Recently, there has been a trend toward single wafer processing of semiconductor wafers, rather than batch processing. Single wafer processing ensures that the processing of each wafer is more precise and that there is a higher level of consistency between wafers. Therefore, when the wafer is transformed into its final form, it functions more predictably and more accurately. As increasing densities of components on wafers are developed, the need for very precise processing increases. In order to achieve throughputs similar to conventional wafer ovens which process a large number of wafers at once, a rapidly heating arc lamp is used, instead of a heating element, to speed up the processing time.
Apparatus for rapid thermal processing of semiconductor wafers are known in the prior art.

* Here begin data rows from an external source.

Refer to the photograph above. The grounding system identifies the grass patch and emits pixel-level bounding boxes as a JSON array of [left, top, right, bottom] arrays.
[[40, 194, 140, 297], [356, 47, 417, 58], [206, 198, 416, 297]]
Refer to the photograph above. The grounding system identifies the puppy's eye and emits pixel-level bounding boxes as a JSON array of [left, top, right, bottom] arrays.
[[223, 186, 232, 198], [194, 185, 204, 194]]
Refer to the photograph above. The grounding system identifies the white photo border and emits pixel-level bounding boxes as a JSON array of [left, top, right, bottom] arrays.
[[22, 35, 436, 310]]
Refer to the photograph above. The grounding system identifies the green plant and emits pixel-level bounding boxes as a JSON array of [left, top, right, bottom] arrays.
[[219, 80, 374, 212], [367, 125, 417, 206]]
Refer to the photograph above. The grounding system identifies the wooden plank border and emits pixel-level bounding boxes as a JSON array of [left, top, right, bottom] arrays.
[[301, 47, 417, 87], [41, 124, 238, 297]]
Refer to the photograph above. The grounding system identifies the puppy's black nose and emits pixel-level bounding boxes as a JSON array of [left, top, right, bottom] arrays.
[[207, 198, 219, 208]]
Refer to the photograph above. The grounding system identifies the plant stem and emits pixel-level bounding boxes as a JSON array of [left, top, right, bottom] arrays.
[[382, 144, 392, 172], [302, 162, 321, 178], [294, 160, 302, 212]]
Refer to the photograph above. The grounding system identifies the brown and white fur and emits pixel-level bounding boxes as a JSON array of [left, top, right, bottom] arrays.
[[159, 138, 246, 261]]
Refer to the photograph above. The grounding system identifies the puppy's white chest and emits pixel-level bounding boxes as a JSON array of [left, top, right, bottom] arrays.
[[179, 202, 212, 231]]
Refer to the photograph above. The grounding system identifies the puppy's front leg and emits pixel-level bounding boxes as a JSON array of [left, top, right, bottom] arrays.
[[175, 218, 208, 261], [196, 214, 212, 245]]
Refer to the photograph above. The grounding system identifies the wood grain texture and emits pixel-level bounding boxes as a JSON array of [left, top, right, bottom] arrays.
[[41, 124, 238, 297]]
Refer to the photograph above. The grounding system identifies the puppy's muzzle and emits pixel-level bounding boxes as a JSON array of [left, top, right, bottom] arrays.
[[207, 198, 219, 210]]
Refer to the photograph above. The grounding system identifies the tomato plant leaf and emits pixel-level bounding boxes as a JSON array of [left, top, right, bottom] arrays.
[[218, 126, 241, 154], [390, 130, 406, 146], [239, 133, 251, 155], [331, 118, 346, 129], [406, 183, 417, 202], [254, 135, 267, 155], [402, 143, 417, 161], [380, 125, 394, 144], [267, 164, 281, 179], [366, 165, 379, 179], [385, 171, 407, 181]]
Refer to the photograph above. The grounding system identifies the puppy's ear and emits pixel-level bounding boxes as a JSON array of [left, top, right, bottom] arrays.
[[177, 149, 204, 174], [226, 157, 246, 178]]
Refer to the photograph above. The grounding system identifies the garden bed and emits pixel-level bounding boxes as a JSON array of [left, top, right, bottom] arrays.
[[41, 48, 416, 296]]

For example, U.S. Pat. No. 4,755,654 (hereinafter '654) discloses a semiconductor wafer heating chamber for applying either a desired uniform or non-uniform heating pattern to a wafer. The apparatus of '654 includes a long-arc AC gas-discharge lamp with a spectral output tuned for absorption by silicon. The lamp is capable of quickly raising the temperature of the wafer to a desired process temperature and holding it there for the time period necessary to accomplish the specific step of the process. Since the lamp heats the wafer quickly, the apparatus of '654 can be used efficiently to process wafers one at a time. The lamp heats the wafer with light directed to the top, or front side, of the wafer. A pyrometer is used to detect the infrared light emitted from the backside of the wafer when it is heated. This light is proportional to the temperature of the wafer. The pyrometer output is provided as a feedback to the heating system.

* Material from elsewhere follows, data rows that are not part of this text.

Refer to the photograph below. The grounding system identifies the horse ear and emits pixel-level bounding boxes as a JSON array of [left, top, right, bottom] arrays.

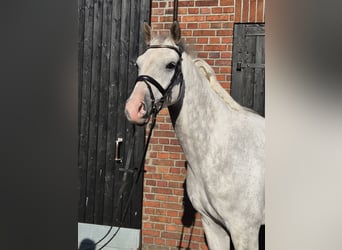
[[170, 21, 181, 43], [144, 22, 151, 45]]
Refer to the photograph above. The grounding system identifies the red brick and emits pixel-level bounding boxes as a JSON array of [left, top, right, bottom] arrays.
[[193, 30, 215, 36], [188, 8, 199, 14], [256, 0, 265, 22], [141, 229, 160, 237], [154, 224, 165, 231], [212, 8, 222, 14]]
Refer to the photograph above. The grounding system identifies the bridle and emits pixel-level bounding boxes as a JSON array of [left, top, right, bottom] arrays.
[[135, 45, 183, 117]]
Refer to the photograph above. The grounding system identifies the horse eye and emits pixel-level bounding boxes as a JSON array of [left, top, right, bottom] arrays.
[[166, 62, 176, 69]]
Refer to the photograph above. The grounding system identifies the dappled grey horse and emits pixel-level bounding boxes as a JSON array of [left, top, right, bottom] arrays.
[[125, 22, 265, 250]]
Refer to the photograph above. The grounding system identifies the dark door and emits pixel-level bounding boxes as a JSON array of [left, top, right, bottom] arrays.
[[231, 24, 265, 116], [78, 0, 150, 228]]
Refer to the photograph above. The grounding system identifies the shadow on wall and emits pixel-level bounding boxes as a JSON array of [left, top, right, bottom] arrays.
[[79, 239, 96, 250], [178, 163, 265, 250]]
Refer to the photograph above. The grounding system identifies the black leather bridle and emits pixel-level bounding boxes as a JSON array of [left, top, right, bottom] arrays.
[[135, 45, 183, 116]]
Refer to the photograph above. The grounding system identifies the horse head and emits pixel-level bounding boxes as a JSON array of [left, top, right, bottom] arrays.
[[125, 22, 183, 125]]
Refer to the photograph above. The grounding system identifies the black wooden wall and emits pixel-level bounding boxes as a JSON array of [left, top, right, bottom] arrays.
[[231, 23, 265, 116], [78, 0, 150, 228]]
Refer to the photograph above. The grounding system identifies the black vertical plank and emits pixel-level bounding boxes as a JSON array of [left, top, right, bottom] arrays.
[[78, 0, 94, 222], [123, 0, 140, 227], [113, 1, 131, 227], [86, 1, 102, 223], [103, 0, 122, 225]]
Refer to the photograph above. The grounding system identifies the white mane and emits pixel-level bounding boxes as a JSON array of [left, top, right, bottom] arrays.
[[193, 58, 243, 111]]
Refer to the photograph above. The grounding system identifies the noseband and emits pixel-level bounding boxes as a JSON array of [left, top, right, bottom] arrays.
[[135, 45, 183, 116]]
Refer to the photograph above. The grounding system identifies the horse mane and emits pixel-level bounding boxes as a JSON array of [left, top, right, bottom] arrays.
[[193, 58, 243, 111]]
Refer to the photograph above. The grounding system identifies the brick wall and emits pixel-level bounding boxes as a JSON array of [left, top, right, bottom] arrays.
[[142, 0, 265, 249]]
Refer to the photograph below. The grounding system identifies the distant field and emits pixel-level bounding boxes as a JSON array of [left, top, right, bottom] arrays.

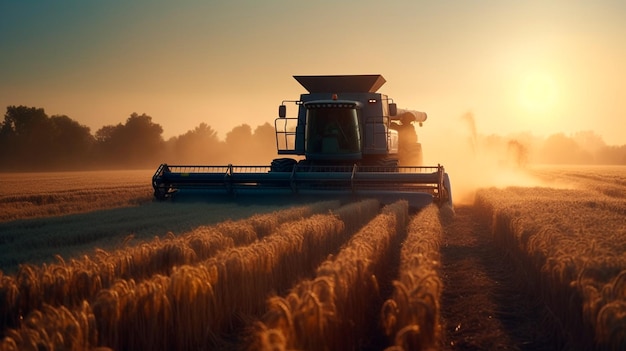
[[0, 170, 154, 222], [0, 166, 626, 350]]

A pyrometer works by measuring the amount of radiation emitted in a certain spectral band (or bands) from the object to be measured. All objects emit radiation if they are at any temperature above absolute zero. The emitted radiation can be described quantitatively in a very simple form by the Stefan-Boltzmann Law. The radiant energy equals the emissivity times the Stefan Boltzmann constant times the temperature to the fourth power.

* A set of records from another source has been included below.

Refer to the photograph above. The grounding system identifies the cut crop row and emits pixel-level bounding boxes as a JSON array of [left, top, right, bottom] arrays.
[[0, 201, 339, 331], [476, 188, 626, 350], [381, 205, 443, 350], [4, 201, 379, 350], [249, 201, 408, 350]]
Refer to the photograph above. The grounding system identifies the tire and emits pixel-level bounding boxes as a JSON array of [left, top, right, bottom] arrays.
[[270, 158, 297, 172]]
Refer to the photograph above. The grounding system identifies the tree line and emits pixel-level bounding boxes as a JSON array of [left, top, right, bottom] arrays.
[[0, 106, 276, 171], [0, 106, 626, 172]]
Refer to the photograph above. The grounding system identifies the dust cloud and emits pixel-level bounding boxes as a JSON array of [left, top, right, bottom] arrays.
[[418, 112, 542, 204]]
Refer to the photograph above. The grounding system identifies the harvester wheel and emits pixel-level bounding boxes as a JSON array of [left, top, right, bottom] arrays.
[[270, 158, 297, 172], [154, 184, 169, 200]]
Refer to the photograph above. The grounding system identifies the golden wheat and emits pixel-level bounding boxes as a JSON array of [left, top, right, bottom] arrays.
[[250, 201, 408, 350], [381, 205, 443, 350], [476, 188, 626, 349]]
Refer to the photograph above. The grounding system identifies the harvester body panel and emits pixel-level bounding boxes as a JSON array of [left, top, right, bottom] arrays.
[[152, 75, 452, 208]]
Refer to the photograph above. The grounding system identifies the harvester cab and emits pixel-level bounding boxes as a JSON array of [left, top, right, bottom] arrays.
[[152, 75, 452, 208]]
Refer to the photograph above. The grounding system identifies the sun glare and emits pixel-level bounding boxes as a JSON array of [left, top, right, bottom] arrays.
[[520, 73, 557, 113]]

The spectral content of this radiation can also be determined using Plank's Law. Since one can calculate the amount of radiation emitted and the spectral distribution of the radiation, it should be simple to measure the radiation and work backwards to calculate the temperature. This would be true except that the factor "emissivity" is not, in most cases, a known constant. In fact, it is usually not a constant at all, but a function of wavelength and temperature. Therefore, to use pyrometry to accurately measure temperature, one must calibrate the system by effectively measuring "emissivity".
The calibration of the pyrometer feedback value indicating the temperature of the heating chamber is critical in the processing of a particular wafer. Presently, calibration of pyrometers used in wafer processing ovens is accomplished manually. The pyrometer is exposed to a light of a known value and the gain of the pyrometer output is adjusted to the desired value for such value of light using a potentiometer.